Мама и ввела случайно встреченную соседку-библиотекаршу в круг местной интеллигенции. И в наш семейный круг. Нина без отца воспитывала сына Мишу после загадочного (по крайней мере, для меня-подростка) пребывания в Москве, семейные дела частично переложила на своих стариков, поэтому хватало времени и на меня. Она играла на пианино, говорила о хороших, по моему мнению, книгах и воспринималась передаточным звеном между проходящим перед глазами миром взрослых и моим — тревожным, будуще-настоящим. Потому что, хотя и была ненамного младше моей мамы, но из другого поколения, помнившего войну смутно, и больше озабоченная внесемейными переживаниями.
А потрясение было неожиданным и ярким. День рождения Нины у нее в однокомнатной квартире на втором этаже хрущобы. Звонок в дверь, я сижу ближе нее и мамы к выходу, бегу открывать. От загорелого, высокого, очень красивого мужчины с букетом в руках, кажется, идет пар, почти ореол получается. Здесь таких не водится! «Нина здесь живет?» Она вылетает в тесную, размером со стенной шкаф, прихожую, выталкивает меня в комнату и закрывает дверь за мной. И тут я соображаю, что этот полубог — тот самый невероятный, ни на кого не похожий персонаж с полуприспущенными, как паруса, древнеегипетскими, что ли, верхними веками, который завораживал своим острым и надменным злым лицом в цветном фантастическом фильме. И через некоторое время понимаю, на кого похож и почему так назван маленький Мишка, сын Нины.
Расшифровку того, что предшествовало потрясению, представляю (вам и себе) пунктирно. Культурная девочка из провинции не поступила в театральный, зато попала в «кулек» на вечерний и стала секретаршей в театре. Ей и довелось в межсезонье принимать документы начинающего актера, окончившего недоступный для нее институт и взятого в труппу на низшую ставку. Правда, как вскоре выяснилось — на главную роль. Так сказать, первая в театре оценила, если не считать главного режиссера, увидевшего в нем Гамлета. А потом он перешел в самую громкую труппу (из театра Маяковского на площадь Маяковского), где оказался среди равных звезд, а она родила, заболела и вернулась к родителям. Его сильная спина мелькнула в дверях дома (в комнате он так и не появился), в далеком ему снежном городе, куда он на пару дней прибыл с гастролями, и больше он не приезжал. По крайней мере, при ее короткой жизни.

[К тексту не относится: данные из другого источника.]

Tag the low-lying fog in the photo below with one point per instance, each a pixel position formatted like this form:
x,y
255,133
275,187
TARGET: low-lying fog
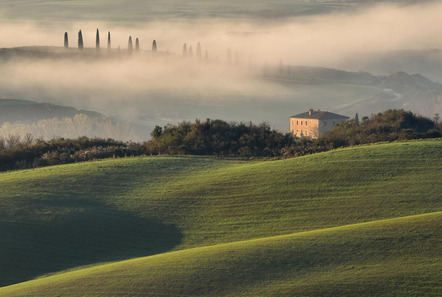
x,y
227,81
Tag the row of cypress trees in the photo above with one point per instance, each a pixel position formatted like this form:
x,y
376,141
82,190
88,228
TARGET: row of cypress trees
x,y
109,42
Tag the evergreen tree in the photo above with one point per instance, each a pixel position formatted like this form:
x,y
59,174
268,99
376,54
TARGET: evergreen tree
x,y
66,40
97,40
130,46
109,45
198,51
185,50
137,44
80,40
190,52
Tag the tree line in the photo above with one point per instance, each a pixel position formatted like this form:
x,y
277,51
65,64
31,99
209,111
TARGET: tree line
x,y
216,138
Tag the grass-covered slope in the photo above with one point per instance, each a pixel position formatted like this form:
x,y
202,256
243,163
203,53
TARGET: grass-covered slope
x,y
397,257
61,217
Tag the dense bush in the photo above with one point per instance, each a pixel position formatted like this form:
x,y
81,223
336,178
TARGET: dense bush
x,y
17,153
216,137
390,125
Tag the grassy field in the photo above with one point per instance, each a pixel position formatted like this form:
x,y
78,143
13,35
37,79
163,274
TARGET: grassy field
x,y
362,219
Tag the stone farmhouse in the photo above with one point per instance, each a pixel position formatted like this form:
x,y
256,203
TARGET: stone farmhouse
x,y
314,123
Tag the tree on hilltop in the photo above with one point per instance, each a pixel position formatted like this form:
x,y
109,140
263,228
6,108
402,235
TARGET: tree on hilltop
x,y
190,52
97,40
137,44
198,51
185,50
80,40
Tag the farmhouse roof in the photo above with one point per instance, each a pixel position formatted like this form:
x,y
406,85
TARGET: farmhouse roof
x,y
321,115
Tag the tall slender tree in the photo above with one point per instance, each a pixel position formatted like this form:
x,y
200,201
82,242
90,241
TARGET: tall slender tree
x,y
190,52
109,44
198,51
185,50
97,40
80,40
130,46
66,40
137,44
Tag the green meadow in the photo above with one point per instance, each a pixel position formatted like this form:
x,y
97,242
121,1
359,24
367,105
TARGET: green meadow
x,y
363,220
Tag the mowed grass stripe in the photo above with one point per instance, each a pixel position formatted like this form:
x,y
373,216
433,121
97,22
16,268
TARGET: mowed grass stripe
x,y
395,257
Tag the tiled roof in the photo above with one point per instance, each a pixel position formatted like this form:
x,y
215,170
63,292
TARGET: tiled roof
x,y
321,115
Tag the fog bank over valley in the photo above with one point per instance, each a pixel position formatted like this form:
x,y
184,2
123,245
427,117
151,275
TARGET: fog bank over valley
x,y
250,68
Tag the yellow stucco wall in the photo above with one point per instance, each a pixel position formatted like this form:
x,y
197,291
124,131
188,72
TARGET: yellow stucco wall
x,y
312,128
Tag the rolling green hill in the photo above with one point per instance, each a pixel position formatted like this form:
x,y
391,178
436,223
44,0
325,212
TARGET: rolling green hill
x,y
215,222
386,258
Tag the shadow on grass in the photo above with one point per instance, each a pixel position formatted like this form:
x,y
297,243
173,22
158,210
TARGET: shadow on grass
x,y
91,234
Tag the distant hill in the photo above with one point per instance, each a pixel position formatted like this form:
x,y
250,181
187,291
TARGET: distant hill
x,y
48,121
395,90
358,220
26,111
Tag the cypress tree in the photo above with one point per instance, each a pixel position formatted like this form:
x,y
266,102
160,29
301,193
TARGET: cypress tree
x,y
137,45
185,50
97,40
130,45
66,40
190,52
80,40
198,51
109,45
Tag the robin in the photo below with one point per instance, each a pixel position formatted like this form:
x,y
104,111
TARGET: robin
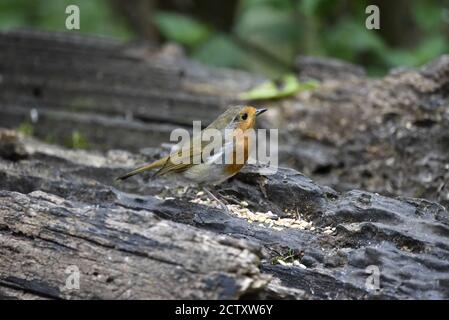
x,y
235,121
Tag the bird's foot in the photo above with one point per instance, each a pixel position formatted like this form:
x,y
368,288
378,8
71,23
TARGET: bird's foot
x,y
214,197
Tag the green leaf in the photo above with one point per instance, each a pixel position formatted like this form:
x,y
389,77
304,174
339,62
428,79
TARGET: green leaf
x,y
287,86
180,28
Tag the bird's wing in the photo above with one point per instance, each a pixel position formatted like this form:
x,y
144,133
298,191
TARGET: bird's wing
x,y
190,154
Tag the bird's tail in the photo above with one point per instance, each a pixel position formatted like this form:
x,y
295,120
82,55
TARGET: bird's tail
x,y
156,164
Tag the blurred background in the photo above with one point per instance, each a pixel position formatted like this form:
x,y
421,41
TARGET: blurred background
x,y
261,36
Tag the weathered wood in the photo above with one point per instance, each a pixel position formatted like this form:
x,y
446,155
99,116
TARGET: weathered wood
x,y
120,253
407,239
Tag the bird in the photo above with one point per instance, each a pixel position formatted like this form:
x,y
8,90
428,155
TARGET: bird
x,y
233,124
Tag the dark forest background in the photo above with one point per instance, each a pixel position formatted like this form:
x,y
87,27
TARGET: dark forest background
x,y
262,36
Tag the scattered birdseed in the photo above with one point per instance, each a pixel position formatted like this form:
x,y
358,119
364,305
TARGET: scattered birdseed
x,y
266,219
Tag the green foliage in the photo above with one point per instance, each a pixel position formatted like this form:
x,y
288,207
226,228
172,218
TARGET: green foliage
x,y
266,35
286,86
181,28
285,28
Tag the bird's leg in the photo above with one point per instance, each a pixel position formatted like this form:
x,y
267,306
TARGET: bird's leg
x,y
222,205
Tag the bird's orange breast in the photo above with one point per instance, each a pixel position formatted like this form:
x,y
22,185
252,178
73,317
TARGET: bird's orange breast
x,y
240,152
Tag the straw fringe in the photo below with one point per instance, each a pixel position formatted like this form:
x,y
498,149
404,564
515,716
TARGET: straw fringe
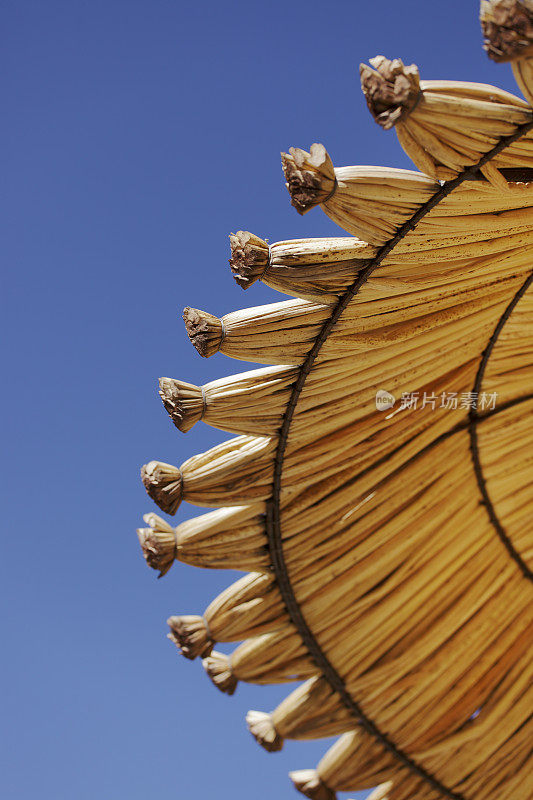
x,y
184,402
164,484
262,729
218,667
310,177
390,89
309,783
427,634
312,711
507,27
191,636
427,125
158,543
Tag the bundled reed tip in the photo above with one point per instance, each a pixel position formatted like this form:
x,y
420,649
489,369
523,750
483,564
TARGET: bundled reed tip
x,y
183,401
390,88
218,667
507,27
164,485
309,783
191,636
158,543
204,330
310,177
249,257
262,729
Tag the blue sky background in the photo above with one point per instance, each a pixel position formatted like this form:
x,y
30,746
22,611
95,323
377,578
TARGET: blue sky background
x,y
136,135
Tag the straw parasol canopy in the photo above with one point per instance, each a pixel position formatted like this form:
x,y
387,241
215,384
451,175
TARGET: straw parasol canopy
x,y
378,494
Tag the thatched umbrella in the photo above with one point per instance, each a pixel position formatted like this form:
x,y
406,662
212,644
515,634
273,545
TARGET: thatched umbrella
x,y
379,493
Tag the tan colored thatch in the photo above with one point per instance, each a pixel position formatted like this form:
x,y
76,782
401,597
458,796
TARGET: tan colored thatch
x,y
379,493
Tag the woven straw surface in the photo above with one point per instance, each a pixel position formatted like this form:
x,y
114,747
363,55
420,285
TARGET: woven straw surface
x,y
378,494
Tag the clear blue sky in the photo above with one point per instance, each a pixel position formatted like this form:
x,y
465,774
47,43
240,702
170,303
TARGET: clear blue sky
x,y
136,135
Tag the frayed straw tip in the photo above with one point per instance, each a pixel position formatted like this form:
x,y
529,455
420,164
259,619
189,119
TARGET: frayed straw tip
x,y
164,484
262,729
308,782
204,330
391,89
158,543
507,27
184,402
218,667
190,635
249,258
310,177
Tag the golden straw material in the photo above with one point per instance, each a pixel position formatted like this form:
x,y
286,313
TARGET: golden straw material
x,y
163,482
158,543
451,125
190,635
378,491
507,27
310,176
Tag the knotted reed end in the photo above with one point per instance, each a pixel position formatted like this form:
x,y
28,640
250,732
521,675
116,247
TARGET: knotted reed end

Второй ее звёздный час я увидел уже летом, на следующий год после снятия Хрущева, в самый разгар косыгинских обещаний и наших надежд. В город приехал их провозвестник, один из энтузиастов «социализма со здравым экономическим смыслом» (про человеческое лицо в нашей стране не вспоминали) и вообще — лучший очеркист еще аджубеевских времен. Приехал писать о хозрасчете на нефтезаводе. Папа заманил его к нам домой. Мы к тому времени уже переехали ближе к центру в отдельную квартиру, так что Нине, приглашенной на прием, пришлось часа полтора добираться из нашего бывшего общего рабочего района. Путешествие окупилось сторицей.